Richard Sutcliffe, FSA’s client assets unit leader, said:

“The protection of client assets remains a key priority for the FSA and today’s proposals will go a long way to ensure confidence in UK markets is maintained. In addition to the changes required by EMIR the FSA proposals will lead to the most radical change in the client assets regime in over 20 years with the introduction of client money sub-pools that are designed to bring further safeguards to the industry. Furthermore, the fundamental review of our client assets regime also invites debate on the changes required following the lessons learned from ongoing insolvencies.”

Notes for editors

  1. The protection of client money and custody assets (client assets) is a regulatory priority. The FSA's response to the financial crisis and the issues it uncovered was to increase the level of resource devoted to the protection of client assets. The FSA established the Client Asset Unit, which led this work, to drive its specialist and intensive supervision of client assets and improve compliance with the aim of ensuring that firms have robust systems in place to ensure the swift return of client assets and money in the event of firm insolvency.
  2. The FSA client assets rules are built on a framework of primary and secondary legislation (including the relevant insolvency and company law). Some of the issues relating to the prompt return of client assets relate to the overall legislative insolvency framework. The government, in accordance with the Banking Act 2009, will review the regime created by the Investment Bank Special Administration Regulations 2011 (SAR), and is due to report to Parliament by February 2013.
  3. As recently confirmed in a recent HM Treasury consultation the government also intends to take the opportunity of the SAR review to look at broader issues arising from the MF Global Ltd special administration, in particular, the obstacles to the timely return of client assets to investors.
  4. Under EMIR, porting is when a clearing member firm becomes insolvent, the client transactions (also referred to as ‘positions’) it holds in client accounts at a central counterparty (CCP) and the margin supporting those transactions, may be transferred to another client account held by a back-up clearing member. This process is called ‘porting’ (‘port’ and ‘ported’ should be read accordingly). The margin may be client money.
  5. The consultation period closes on 16 October (Part I) and 30 November (Parts II and III). The FSA intends to publish a policy statement on Part I only in December, then a policy statement on Part II and further consultation (where applicable) on Part II in the first half of 2013.
  6. The FSA will be holding a Markets and Client Assets conference later this year.

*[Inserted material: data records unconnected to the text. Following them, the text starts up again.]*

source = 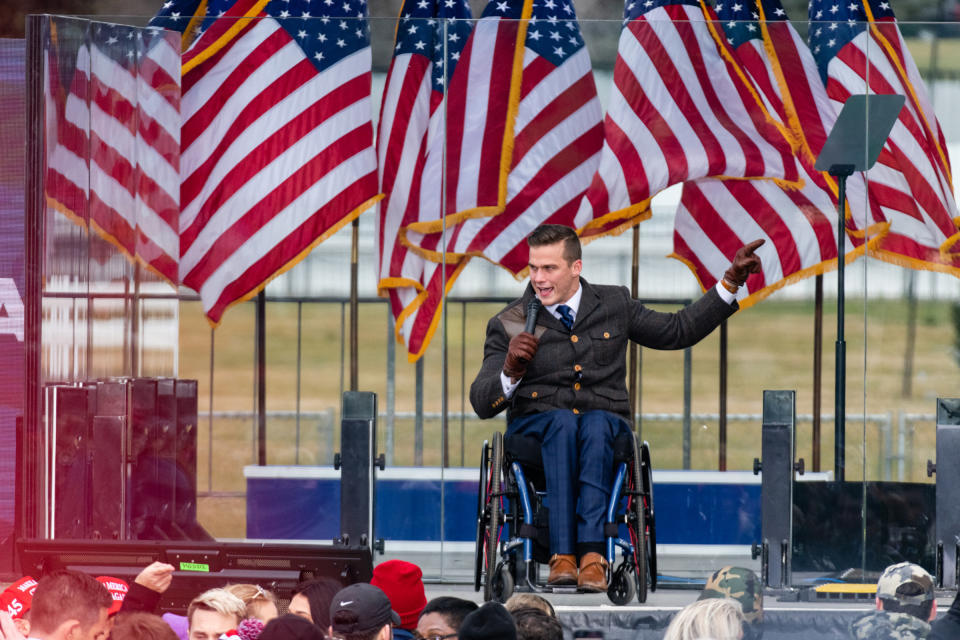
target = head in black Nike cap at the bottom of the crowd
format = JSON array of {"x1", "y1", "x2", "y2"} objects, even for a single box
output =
[{"x1": 327, "y1": 582, "x2": 400, "y2": 640}]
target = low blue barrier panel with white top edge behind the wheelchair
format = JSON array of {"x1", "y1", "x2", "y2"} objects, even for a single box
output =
[{"x1": 244, "y1": 466, "x2": 772, "y2": 545}]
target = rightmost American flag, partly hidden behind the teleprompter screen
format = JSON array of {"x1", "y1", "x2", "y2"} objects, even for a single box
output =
[{"x1": 809, "y1": 0, "x2": 960, "y2": 275}]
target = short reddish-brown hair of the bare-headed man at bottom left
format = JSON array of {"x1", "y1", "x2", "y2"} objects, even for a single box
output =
[{"x1": 30, "y1": 570, "x2": 113, "y2": 634}]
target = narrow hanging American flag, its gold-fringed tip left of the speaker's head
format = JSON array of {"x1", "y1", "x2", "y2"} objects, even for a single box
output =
[{"x1": 377, "y1": 0, "x2": 472, "y2": 361}]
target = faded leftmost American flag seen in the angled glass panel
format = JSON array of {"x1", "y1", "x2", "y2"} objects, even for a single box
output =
[{"x1": 47, "y1": 24, "x2": 180, "y2": 284}]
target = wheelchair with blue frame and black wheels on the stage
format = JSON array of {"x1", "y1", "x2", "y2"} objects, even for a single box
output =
[{"x1": 474, "y1": 432, "x2": 657, "y2": 605}]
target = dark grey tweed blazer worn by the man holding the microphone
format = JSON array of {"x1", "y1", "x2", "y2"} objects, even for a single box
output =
[{"x1": 470, "y1": 278, "x2": 738, "y2": 422}]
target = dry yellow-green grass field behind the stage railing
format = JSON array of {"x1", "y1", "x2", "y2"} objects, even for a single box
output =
[{"x1": 180, "y1": 292, "x2": 960, "y2": 537}]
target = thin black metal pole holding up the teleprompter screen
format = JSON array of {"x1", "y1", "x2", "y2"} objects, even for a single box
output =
[{"x1": 830, "y1": 170, "x2": 853, "y2": 482}]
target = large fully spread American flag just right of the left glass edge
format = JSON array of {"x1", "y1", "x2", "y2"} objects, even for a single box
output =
[{"x1": 155, "y1": 0, "x2": 378, "y2": 325}]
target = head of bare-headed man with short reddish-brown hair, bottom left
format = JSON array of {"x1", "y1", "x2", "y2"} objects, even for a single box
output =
[{"x1": 30, "y1": 571, "x2": 113, "y2": 640}]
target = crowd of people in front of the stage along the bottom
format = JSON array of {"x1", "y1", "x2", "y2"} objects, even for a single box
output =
[{"x1": 0, "y1": 560, "x2": 960, "y2": 640}]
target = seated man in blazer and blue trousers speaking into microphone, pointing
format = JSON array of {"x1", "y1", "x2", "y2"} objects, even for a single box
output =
[{"x1": 470, "y1": 224, "x2": 763, "y2": 592}]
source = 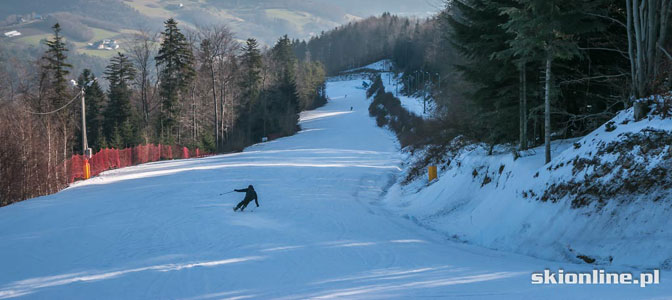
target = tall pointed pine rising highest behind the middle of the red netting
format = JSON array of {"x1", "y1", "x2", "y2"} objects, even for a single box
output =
[{"x1": 156, "y1": 18, "x2": 195, "y2": 143}]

Interested parties can register their interest.
  7. The FSA regulates the financial services industry and has four objectives under the Financial Services and Markets Act 2000: maintaining market confidence; securing the appropriate degree of protection for consumers; fighting financial crime; and contributing to the protection and enhancement of the stability of the UK financial system.
  8. The FSA will be replaced by the Financial Conduct Authority and Prudential Regulation Authority in 2013. The Financial Services Bill currently undergoing parliamentary scrutiny is expected to receive Royal Assent by the end of 2012.